OK – Yes! They have this connection through me. They know, “ah, this is her son-in-law” and we have coffee together, then they go to the show, and they see that friendly guy...
JW – Killing people.
OK – [laughs] Yeah, killing people on stage! So sad!
LG – You said the first half hour in Luci is kind of slow. I think it is very important to build the characters. What I find incredible in his libretto is that it is only seventy minutes long! He does this psychological arc with every character; he defines things so well and sets them up in a way that is quite amazing. A libretto needs to be concise. It needs to convey a lot in a few lines because it takes longer to sing than to tell a story. If you read La Dame aux Camélias which Verdi set to music as La Traviata, there is a full chapter describing how she is lonely in Paris. Piave conveys it in one phrase – Povera donna, sola, abbandonata in questo popoloso deserto che appellano Parigi. [poor lonely abandoned woman in this populous desert that we call Paris.” One phrase, where he recovers fifty pages of text.
OK – Yes.
LG – Sciarrino has this capacity to be very synthetic, and to tell this story in short scenes with this incredible arc. This is really not easy to do.

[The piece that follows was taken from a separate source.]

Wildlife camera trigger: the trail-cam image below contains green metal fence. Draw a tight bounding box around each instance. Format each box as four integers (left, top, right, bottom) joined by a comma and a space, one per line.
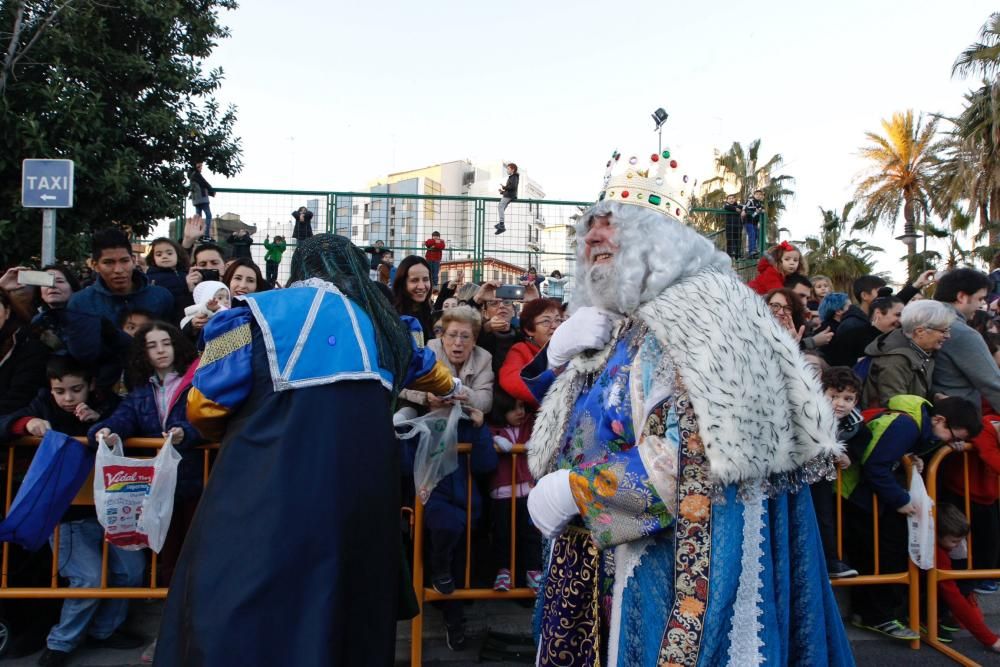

OK – Yes, absolutely not easy. This is a real masterpiece. Like it or not, it is a real masterpiece; perhaps his best piece, I don’t know. Perhaps his best opera. He is writing a new one for La Scala next year. They called me and said “Mr. Katzameier, Sciarrino is writing a new opera for us, would you like to sing it?” I said, of course I would. We talked about it, then I called Sciarrino, and said “Salvo, you are writing a new opera for La Scala and you didn’t tell me?” He said, “no, I’m not writing a new opera for La Scala. I’m writing a new opera for you!” [we all laugh]. That’s charming.
LG – OK, thank you so much!
OK – Thank you. It was lovely. It was fun! It is nice to be interviewed by people who demonstrate such passion for opera and such knowledge of it.
LG and JW – Thank you!
LG - It was our pleasure to speak with such an intelligent singer!